Reportage "Il y avait de la fierté à bosser pour cette boîte" : les "Michelin" rassemblés à Clermont-Ferrand "pour les copains de Cholet et de Vannes"

Article rédigé par Raphaël Godet - Envoyé spécial à Clermont-Ferrand (Puy-de-Dôme)
France Télévisions
Publié Mis à jour
Temps de lecture : 6min
Les salariés de Michelin manifestent devant le siège de l'entreprise à Clermont-Ferrand (Puy-de-Dôme), le 13 novembre 2024. (RAPHAEL GODET / FRANCEINFO)
Une semaine après l'annonce de la fermeture des sites du Maine-et-Loire et du Morbihan, environ 500 salariés du groupe de pneumatiques se sont rassemblés devant la maison mère pour demander des comptes à leur direction.

Il lui aura donc fallu patienter dix-huit ans, traverser la France et rouler pendant sept heures pour enfin le voir en vrai. Bibendum, symbole de Michelin, l'entreprise pour qui elle a "tout donné", trône fièrement quatre ou cinq mètres au-dessus d'elle.
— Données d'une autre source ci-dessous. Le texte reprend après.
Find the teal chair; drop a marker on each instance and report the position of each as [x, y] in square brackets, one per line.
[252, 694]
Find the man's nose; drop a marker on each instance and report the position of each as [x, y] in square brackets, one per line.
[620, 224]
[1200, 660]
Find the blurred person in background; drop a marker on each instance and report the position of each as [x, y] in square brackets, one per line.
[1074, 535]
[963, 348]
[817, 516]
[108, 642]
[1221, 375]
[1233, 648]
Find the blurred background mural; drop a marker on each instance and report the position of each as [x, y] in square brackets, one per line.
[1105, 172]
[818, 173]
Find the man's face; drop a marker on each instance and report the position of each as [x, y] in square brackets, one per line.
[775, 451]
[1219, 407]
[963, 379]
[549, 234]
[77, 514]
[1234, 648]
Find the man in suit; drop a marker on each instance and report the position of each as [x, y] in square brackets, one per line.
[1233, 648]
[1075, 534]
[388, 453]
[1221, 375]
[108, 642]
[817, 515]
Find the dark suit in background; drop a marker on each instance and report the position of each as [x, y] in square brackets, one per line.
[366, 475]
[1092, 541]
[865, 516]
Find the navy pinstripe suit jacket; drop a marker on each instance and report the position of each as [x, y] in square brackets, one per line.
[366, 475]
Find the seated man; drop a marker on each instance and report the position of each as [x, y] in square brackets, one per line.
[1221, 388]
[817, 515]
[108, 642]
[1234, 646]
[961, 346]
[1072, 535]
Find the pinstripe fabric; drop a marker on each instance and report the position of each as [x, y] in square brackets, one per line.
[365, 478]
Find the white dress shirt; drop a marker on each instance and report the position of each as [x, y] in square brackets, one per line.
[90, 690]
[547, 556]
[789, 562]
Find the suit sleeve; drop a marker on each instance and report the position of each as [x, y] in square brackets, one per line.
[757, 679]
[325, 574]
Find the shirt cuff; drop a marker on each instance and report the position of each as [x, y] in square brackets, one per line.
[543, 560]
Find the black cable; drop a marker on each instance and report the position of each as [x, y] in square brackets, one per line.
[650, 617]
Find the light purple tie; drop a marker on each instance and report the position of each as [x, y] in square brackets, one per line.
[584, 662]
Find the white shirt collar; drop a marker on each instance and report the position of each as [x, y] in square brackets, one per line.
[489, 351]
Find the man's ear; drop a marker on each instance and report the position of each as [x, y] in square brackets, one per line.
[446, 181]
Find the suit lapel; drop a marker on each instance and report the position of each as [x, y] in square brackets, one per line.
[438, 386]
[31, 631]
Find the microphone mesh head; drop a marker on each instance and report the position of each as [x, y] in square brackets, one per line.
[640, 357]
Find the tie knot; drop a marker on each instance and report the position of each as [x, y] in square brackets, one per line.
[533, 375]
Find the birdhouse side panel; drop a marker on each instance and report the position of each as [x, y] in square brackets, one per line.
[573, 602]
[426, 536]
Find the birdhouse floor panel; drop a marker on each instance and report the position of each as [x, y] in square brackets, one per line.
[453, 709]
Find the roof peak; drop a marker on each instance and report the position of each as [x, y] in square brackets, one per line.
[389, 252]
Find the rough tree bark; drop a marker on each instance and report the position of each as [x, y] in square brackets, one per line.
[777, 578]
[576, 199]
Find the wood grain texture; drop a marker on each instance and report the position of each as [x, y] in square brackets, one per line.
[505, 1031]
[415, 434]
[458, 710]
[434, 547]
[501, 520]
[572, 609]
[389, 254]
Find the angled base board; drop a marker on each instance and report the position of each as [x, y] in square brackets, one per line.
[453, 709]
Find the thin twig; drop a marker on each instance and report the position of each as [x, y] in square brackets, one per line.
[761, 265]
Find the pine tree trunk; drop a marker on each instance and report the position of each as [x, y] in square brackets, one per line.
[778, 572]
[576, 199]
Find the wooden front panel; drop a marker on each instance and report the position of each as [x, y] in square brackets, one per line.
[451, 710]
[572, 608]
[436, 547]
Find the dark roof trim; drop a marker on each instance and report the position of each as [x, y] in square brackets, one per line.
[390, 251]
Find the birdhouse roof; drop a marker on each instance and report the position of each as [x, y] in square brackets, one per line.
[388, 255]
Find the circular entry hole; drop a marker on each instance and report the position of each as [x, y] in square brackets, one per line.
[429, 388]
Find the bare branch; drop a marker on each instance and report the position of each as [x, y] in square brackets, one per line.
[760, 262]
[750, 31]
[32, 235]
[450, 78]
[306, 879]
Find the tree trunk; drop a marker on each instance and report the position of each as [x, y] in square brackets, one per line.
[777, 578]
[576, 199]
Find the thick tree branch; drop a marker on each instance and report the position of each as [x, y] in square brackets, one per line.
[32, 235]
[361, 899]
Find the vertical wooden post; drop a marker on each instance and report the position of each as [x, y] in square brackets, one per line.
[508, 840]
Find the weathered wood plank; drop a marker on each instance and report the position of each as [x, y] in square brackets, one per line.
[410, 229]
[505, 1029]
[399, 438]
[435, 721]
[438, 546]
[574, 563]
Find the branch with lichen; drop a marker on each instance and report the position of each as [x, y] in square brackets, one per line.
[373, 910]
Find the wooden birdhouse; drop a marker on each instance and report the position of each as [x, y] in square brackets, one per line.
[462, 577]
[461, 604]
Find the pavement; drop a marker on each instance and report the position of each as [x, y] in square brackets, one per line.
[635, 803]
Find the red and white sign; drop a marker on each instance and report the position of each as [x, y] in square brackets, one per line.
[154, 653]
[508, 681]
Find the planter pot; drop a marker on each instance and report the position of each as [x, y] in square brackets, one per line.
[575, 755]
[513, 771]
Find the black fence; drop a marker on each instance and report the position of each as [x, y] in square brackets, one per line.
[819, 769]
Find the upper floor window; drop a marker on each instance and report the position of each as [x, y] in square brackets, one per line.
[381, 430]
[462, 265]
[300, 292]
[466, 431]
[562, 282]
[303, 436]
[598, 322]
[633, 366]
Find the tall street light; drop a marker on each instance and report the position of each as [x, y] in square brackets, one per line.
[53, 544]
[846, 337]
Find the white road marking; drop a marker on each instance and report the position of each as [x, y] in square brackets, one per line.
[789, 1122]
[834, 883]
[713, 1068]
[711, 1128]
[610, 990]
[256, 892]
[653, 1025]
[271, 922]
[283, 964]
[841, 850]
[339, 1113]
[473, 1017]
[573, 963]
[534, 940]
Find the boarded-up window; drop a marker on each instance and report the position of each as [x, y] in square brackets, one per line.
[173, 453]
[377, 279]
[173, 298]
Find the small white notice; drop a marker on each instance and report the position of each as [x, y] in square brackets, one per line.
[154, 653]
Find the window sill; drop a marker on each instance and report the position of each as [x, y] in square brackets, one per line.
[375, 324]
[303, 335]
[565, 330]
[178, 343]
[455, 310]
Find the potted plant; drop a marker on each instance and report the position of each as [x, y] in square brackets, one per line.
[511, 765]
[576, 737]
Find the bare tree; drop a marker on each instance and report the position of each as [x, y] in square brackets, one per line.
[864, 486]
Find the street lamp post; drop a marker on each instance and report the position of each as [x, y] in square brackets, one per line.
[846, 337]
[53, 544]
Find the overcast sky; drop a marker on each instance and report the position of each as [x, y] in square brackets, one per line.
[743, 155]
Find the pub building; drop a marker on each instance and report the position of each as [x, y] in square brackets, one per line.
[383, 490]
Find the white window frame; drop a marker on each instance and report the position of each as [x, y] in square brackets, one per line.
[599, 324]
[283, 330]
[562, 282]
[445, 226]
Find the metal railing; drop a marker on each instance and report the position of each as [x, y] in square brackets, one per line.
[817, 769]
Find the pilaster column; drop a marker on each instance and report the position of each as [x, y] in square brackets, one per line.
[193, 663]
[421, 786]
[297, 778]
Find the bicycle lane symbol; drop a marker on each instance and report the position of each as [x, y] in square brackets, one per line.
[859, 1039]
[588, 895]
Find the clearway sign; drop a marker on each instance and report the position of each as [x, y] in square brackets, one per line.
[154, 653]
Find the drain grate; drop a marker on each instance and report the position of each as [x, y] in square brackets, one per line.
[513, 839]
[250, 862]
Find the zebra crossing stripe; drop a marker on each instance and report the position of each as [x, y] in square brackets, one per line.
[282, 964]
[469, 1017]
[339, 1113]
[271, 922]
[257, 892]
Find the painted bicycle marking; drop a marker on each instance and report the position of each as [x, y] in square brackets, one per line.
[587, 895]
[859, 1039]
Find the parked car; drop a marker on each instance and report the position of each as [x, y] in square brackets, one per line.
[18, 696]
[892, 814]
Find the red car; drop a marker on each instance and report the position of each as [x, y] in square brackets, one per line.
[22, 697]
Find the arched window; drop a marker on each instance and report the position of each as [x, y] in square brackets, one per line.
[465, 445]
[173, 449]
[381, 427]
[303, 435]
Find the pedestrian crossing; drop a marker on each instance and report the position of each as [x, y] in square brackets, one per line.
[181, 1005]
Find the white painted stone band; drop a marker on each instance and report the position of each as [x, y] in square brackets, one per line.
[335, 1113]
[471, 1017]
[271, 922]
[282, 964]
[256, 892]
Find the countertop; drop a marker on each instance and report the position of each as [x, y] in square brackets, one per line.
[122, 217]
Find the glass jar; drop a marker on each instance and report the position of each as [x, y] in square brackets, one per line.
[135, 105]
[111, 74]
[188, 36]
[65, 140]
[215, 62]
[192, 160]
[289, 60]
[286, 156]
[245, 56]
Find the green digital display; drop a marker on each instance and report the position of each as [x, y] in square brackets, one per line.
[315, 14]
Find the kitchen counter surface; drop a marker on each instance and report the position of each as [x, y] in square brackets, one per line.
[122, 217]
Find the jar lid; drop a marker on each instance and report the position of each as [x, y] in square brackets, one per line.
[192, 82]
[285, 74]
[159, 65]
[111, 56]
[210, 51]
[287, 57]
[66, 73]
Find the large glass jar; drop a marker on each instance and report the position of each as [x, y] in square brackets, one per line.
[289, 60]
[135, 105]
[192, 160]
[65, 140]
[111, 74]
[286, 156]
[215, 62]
Katia Martin donne un coup de coude à sa collègue : "Regarde, il nous dit bonjour de la main !" Cette dernière a une tout autre version : "Ah non, il nous montre la porte de sortie. Profite, première fois et dernière fois qu'on voit ce bâtiment. On est virées..." Il est 14 heures, ce mercredi 13 novembre, et l'esplanade devant le siège du célèbre fabricant de pneus à Clermont-Ferrand (Puy-de-Dôme) se remplit.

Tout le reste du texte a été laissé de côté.